Morning Action: Your Money
APPROPRIATIONS. Lawmakers and their aides are working on dividing up program funding in the $1.012 trillion omnibus to fund the government through September (sub. req’d):
With little more than a week before the House is to consider a $1.012 trillion omnibus to fund the government through September, appropriators and staff are working behind closed doors to overcome policy differences and keep program funding at the closely held budget caps.
The chairmen of the House and Senate Appropriations subcommittees, their ranking members and staffs are expected to finalize the bulk of their respective bills by week’s end, according to an informal schedule set by the chairmen of the two full committees.
Lawmakers and staff members have not released details of program funding since the subcommittees received unofficial versions of their individual caps, known as 302(b) allocations, just before Congress adjourned for the holiday recess. But progress is being made, according to aides and other sources close to the committees.
WASTE. The Heritage Foundation identified ways the government has wasted your money in 2013, and they are pretty infuriating:
1. Government employee trip to luxury hotel in the Caribbean: priceless. Federal employees took a taxpayer-funded trip to the Buccaneer Hotel in St. Croix—the same hotel made famous on TV’s “The Bachelor.” The bill was divided among a number of agencies, making a final tally difficult to come by.

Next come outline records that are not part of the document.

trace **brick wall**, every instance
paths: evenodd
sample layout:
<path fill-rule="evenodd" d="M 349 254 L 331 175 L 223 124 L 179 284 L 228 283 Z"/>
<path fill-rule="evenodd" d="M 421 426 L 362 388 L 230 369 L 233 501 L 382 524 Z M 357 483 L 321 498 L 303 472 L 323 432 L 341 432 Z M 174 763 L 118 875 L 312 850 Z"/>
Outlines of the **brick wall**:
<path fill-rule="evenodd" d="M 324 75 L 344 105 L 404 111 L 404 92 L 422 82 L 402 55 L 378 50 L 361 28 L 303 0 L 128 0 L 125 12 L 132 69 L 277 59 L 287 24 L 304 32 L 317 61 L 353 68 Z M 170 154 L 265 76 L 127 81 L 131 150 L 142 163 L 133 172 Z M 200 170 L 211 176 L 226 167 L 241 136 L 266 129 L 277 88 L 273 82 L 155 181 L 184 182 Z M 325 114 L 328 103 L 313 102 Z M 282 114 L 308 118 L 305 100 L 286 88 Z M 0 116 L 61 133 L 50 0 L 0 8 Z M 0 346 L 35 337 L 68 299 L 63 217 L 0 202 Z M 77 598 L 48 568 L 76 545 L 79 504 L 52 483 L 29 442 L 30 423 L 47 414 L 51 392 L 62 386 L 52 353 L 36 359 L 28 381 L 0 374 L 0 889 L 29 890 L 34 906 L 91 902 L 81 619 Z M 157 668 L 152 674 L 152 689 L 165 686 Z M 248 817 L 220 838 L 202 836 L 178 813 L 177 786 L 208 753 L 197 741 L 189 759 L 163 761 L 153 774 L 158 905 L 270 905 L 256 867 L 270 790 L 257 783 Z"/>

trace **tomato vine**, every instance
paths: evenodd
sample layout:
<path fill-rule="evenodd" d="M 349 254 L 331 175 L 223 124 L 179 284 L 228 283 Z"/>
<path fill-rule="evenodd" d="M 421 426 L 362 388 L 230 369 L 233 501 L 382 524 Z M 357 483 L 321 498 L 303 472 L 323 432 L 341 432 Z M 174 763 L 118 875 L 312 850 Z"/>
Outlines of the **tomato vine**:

2. Artwork for Veterans Affairs offices: $562,000. The Department of Veterans Affairs went on a spending spree during “use it or lose it” season, purchasing over half a million in artwork and millions in furniture in a single week.
3. Seven-figure stack of rocks at the London Embassy: $1 million. The American Embassy in London will be receiving a granite sculpture from an artist “whose work resembles stacked piles of paving stones,” according to the Daily Mail.
Read more here.
MINIMUM WAGE. Democrat lawmakers are agitating to raise the federal minimum wage in 2014:
Democratic Party leaders, bruised by months of attacks on the new health care program, have found an issue they believe can lift their fortunes both locally and nationally in 2014: an increase in the minimum wage.
The effort to take advantage of growing populism among voters in both parties is being coordinated by officials from the White House, labor unions and liberal advocacy groups.
In a series of strategy meetings and conference calls among them in recent weeks, they have focused on two levels: an effort to raise the federal minimum wage, which will be pushed by President Obama and congressional leaders, and a campaign to place state-level minimum wage proposals on the ballot in states with hotly contested congressional races.
OBAMACARE. The White House will not say how many young, healthy people have signed up for Obamacare:
The most important thing CMS won’t tell us is the proportion of healthy people, as opposed to sick people, who are signing up for exchange-based coverage. If too many sick people sign up, and not enough healthy people, the average health spend per enrollee will increase, leading to higher premiums that are increasingly unaffordable for average Americans.
Some Obamacare enthusiasts argue that this problem doesn’t matter, because the poor will be protected from rate hikes by taxpayer-funded subsidies. But over time, the subsidies will not be able to keep pace, if healthy people drop out and only sick people by Obamacare-based insurance plans.
And make no mistake: on average, sicker and older people will fare far better under Obamacare than healthy people will. According to an analysis I conducted with colleagues at the Manhattan Institute, older, sicker individuals will benefit most from Obamacare’s exchange subsidies. On the other hand, in many parts of the country, healthier Americans—especially younger ones—will see their premiums double or triple under the law.
LOSING PLANS. The White House announced a net loss of at least 3 million insurance plans:
The White House used a Sunday morning statement to admit that only 1.1 million people have used the federal Obamacare website to sign up for the president’s healthcare network by Christmas Day.
The total reported signups are at least 3 million fewer than the 5 million people whose health-insurance policies were cancelled prior to Christmas by President Barack Obama’s ambitious tax-and-healthcare scheme.
SMALL BUSINESS. A new Obamacare tax will hit small business owners Jan. 1 (sub. req’d):
ObamaCare includes so many taxes that it’s hard to keep track, but one of the worst takes effect on Jan. 1. This beaut is a levy on health insurance premiums that targets the small business and individual markets.
At $8 billion in 2014 and $101 billion over the next decade, the insurance tax is larger than ObamaCare’s taxes on medical devices and prescription drugs combined. The Internal Revenue Service classifies the tax as a “fee” but it functions like an excise tax on premiums. The IRS collects an annual flat amount specified by the Affordable Care Act to be allocated among the insurers according to market share.
But not all markets. IRS regulations published in November excluded “any entity that is a self-insured employer to the extent that such employer self-insures its employees’ health risks.” Since about four of five employers with more than 500 workers and most union-negotiated health plans are self-insured, they are spared from the tax. So is insurance on behalf of “government entities,” such as original Medicare (but not privately run Medicare Advantage).